- Location of Eastlake, Michigan
- Coordinates: 44°14′44″N 86°17′38″W﻿ / ﻿44.24556°N 86.29389°W
- Country: United States
- State: Michigan
- County: Manistee
- Township: Manistee
- Incorporated: 1912

Area
- • Total: 1.46 sq mi (3.77 km^{2})
- • Land: 1.20 sq mi (3.10 km^{2})
- • Water: 0.26 sq mi (0.67 km^{2})

Population (2020)
- • Total: 415
- • Density: 346.4/sq mi (133.74/km^{2})
- Time zone: UTC-5 (Eastern (EST))
- • Summer (DST): UTC-4 (EDT)
- ZIP code: 49626
- Area code: 231
- FIPS code: 26-24060

= Eastlake, Michigan =

Eastlake is a village in the U.S. state of Michigan. The population was 415 at the 2020 census. Located within Manistee County, the village sits across Manistee Lake from the city of Manistee.

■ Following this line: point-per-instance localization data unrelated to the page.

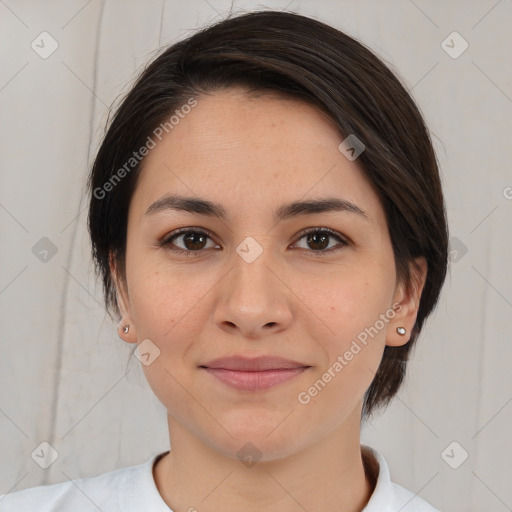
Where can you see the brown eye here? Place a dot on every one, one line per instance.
(318, 240)
(192, 240)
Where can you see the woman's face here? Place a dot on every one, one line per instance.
(257, 285)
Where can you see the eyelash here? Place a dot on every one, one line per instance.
(166, 241)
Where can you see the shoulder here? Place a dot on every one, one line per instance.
(388, 496)
(107, 492)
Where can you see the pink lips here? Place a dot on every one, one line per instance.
(254, 374)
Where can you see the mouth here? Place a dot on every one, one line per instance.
(254, 374)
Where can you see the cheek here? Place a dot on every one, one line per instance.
(355, 309)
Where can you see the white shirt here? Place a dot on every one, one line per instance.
(133, 489)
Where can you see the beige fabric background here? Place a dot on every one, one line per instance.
(63, 370)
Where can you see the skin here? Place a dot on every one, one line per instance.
(253, 155)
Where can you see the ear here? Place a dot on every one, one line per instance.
(123, 302)
(406, 302)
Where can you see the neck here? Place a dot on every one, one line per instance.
(332, 474)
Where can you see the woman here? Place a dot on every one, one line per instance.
(267, 218)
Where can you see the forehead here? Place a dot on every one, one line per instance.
(252, 151)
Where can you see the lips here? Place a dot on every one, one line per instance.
(256, 364)
(254, 374)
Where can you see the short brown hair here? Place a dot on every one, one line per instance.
(302, 58)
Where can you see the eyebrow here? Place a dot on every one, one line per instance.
(208, 208)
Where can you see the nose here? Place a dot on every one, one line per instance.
(253, 299)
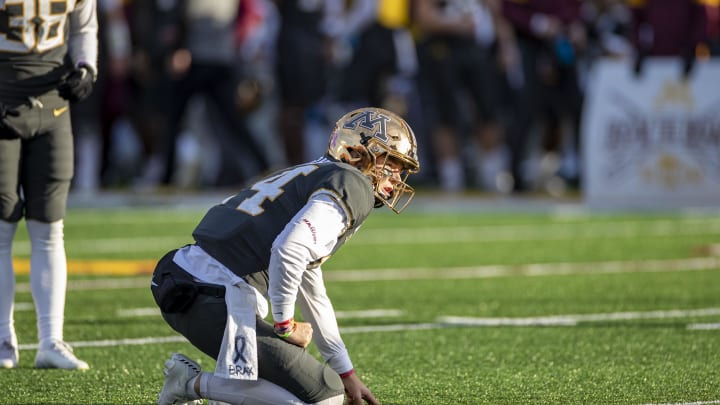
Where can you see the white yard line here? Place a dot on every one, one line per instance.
(574, 319)
(438, 235)
(370, 313)
(691, 403)
(704, 326)
(443, 322)
(489, 271)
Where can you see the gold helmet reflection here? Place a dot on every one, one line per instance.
(362, 135)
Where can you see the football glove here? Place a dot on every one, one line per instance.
(7, 130)
(77, 85)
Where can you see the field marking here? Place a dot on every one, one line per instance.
(443, 322)
(488, 271)
(574, 319)
(435, 235)
(369, 313)
(690, 403)
(704, 326)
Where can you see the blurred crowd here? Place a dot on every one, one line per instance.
(200, 94)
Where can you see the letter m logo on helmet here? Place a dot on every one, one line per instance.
(370, 119)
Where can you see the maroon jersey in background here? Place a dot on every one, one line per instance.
(667, 27)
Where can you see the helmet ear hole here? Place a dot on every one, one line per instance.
(359, 157)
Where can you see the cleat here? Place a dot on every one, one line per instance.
(178, 371)
(58, 355)
(8, 354)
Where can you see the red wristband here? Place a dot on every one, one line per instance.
(347, 373)
(286, 328)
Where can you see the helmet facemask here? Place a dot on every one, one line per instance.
(379, 170)
(368, 138)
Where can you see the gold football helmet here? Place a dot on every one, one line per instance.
(363, 135)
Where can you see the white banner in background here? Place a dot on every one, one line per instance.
(654, 140)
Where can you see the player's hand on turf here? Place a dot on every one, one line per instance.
(78, 84)
(356, 391)
(7, 130)
(302, 335)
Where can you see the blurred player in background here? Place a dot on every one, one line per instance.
(270, 240)
(48, 59)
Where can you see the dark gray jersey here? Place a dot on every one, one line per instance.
(38, 39)
(239, 232)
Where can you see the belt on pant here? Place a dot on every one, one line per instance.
(213, 290)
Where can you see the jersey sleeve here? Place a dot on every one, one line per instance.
(308, 238)
(83, 37)
(354, 192)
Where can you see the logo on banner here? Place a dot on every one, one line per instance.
(669, 147)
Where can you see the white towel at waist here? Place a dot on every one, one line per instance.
(238, 354)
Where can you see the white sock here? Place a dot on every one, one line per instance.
(48, 278)
(260, 392)
(7, 280)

Eastlake was incorporated as a village in 1912.

==Geography==
Eastlake is in southwestern Manistee County, in the southwest corner of Manistee Township. It is bordered to the west by the city of Manistee and to the south by Stronach Township. To the north is the valley of the Manistee River. Highway M-55 crosses the northeast corner of the village, leading east 47 mi to Cadillac northwest 1 mi to U.S. Route 31 in Parkdale, providing road access to the city of Manistee.

According to the United States Census Bureau, the village of Eastlake has a total area of 1.46 sqmi, of which 1.20 sqmi are land and 0.26 sqmi, or 17.72%, are water.

==Climate==
This climatic region is typified by large seasonal temperature differences, with warm to hot (and often humid) summers and cold (sometimes severely cold) winters. According to the Köppen Climate Classification system, Eastlake has a humid continental climate, abbreviated "Dfb" on climate maps.

==Demographics==

The median income (census 2000) for a household in the village was $131,750, and the median income for a family was $135,417. Males had a median income of $131,250 versus $120,000 for females. The per capita income for the village was $115,034. About 1.6% of families and 3.4% of the population were below the poverty line, including none of those under age 18 and 9.4% of those age 65 or over.

Historical population
| Census | Pop. | Note | %± |
| 1890 | 1,856 |  | — |
| 1920 | 675 |  | — |
| 1930 | 392 |  | −41.9% |
| 1940 | 412 |  | 5.1% |
| 1950 | 376 |  | −8.7% |
| 1960 | 436 |  | 16.0% |
| 1970 | 512 |  | 17.4% |
| 1980 | 514 |  | 0.4% |
| 1990 | 473 |  | −8.0% |
| 2000 | 441 |  | −6.8% |
| 2010 | 512 |  | 16.1% |
| 2020 | 415 |  | −18.9% |
U.S. Decennial Census

===2010 census===
As of the census of 2010, there were 512 people, 231 households, and 147 families residing in the village. The population density was 437.6 PD/sqmi. There were 266 housing units at an average density of 227.4 /sqmi. The racial makeup of the village was 89.8% White, 0.6% African American, 3.1% Native American, 0.2% Asian, 0.6% from other races, and 5.7% from two or more races. Hispanic or Latino of any race were 2.9% of the population.

There were 231 households, of which 24.2% had children under the age of 18 living with them, 44.6% were married couples living together, 12.6% had a female householder with no husband present, 6.5% had a male householder with no wife present, and 36.4% were non-families. 30.7% of all households were made up of individuals, and 14.3% had someone living alone who was 65 years of age or older. The average household size was 2.22 and the average family size was 2.65.

The median age in the village was 46.8 years. 19.1% of residents were under the age of 18; 5.2% were between the ages of 18 and 24; 23.1% were from 25 to 44; 30.6% were from 45 to 64; and 22.1% were 65 years of age or older. The gender makeup of the village was 47.9% male and 52.1% female.